Marsh says a lack of technically proficient young batsmen is Australia’s glaring weakness.

“I don’t think our batting is as good as it should be for a nation of our strength,” Marsh told reporters in Adelaide on Friday.

“Technically, I don’t think it’s good enough.”

Marsh has replaced John Inverarity as chairman on a new-look national selection panel, with coach Darren Lehmann joined by former selector Trevor Hohns and newcomer Mark Waugh.

Andy Bichel and Inverarity, who offered to continue, have been replaced.

Marsh is bullish about Australia’s future, citing a group of promising fast bowlers and spinners, and a batch of classy wicketkeepers – but the batting worries him.

To solve the problem, Marsh will order all coaches around the country to go back to basics.

“There has been a period of time where technique hasn’t been taught as well as it could have been,” he said.

“We have got to get back to the basics. All all of our coaching throughout the whole of Australia has got to get right back to the simple basics of the game.

“It’s the only way forward, as far as I’m concerned, because if you ever have a problem with your game, the answer will always lie in the basics – always.”
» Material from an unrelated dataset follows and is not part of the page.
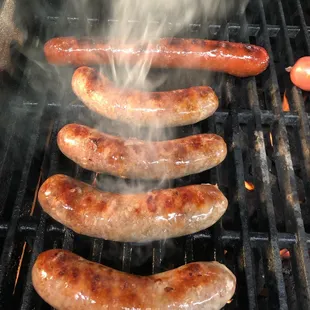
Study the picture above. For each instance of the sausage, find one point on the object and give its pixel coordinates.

Marsh, who admitted he was an accidental selector as he never coveted the job, hinted Alex Doolan would get a lengthy run at the troublesome No.3 batting slot in the Test team, with Shane Watson to remain at six.

“If you’re looking forward, you’re looking at young batsmen – that is what we need,” he said.
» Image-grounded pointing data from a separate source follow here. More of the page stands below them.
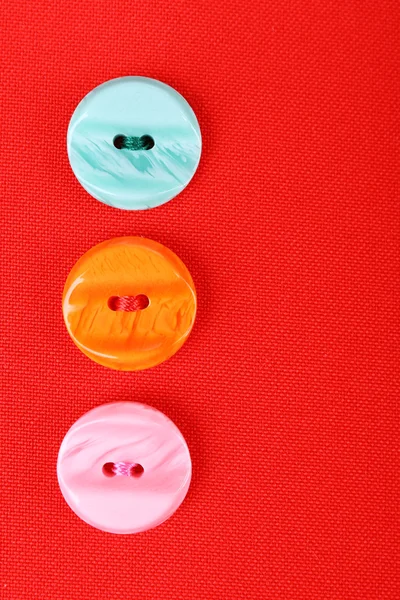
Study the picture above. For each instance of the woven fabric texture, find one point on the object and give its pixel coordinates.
(287, 391)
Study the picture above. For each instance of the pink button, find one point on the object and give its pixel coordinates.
(124, 467)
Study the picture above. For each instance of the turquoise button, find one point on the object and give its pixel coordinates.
(134, 143)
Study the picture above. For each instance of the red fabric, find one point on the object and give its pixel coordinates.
(287, 391)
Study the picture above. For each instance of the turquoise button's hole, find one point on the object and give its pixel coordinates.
(125, 142)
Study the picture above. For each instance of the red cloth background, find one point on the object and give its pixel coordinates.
(287, 391)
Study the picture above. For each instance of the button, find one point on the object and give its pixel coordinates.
(134, 143)
(129, 303)
(124, 467)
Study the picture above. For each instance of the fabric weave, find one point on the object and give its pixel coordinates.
(287, 390)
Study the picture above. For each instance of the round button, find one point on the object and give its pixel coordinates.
(129, 303)
(124, 467)
(134, 143)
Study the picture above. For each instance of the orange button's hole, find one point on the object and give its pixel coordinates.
(128, 303)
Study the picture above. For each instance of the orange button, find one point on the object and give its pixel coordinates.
(129, 303)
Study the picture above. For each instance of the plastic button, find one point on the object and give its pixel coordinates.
(134, 143)
(124, 467)
(129, 303)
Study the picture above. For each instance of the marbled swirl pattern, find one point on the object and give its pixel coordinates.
(129, 266)
(134, 106)
(132, 432)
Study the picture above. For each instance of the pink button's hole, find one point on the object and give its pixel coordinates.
(123, 469)
(108, 470)
(137, 471)
(128, 303)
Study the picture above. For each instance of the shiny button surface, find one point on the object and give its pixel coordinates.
(134, 143)
(124, 467)
(129, 303)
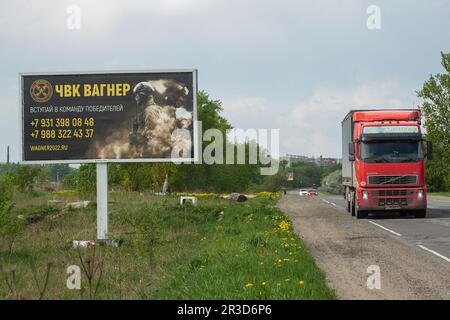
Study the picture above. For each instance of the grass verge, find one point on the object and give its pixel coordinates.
(215, 250)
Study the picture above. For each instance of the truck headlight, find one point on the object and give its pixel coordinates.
(365, 195)
(420, 195)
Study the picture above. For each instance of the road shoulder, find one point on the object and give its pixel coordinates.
(344, 248)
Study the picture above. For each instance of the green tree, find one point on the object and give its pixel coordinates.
(436, 110)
“We were desperately looking for young spinners and we seem to have got a few of them working very well at the moment.

“We have got young fast bowlers and plenty of ‘keepers. All six (state) ‘keepers are all worthy Test match ‘keepers in my opinion.

“But we want young batsmen.”

But Marsh said that edict didn’t spell the end for 36-year-old opener Chris Rogers.

“I don’t think you can read too much into a bloke’s age these days because the game has just changed so dramatically from 20 or 30 years ago,” he said.

“It has just become a profession … a 35-year-old today is not like a 35-year-old of 20 years ago.”

Meanwhile, Cricket Australia has anointed former Rio Tinto managing director David Peever as its next chairman, to replace incumbent Wally Edwards in October next year.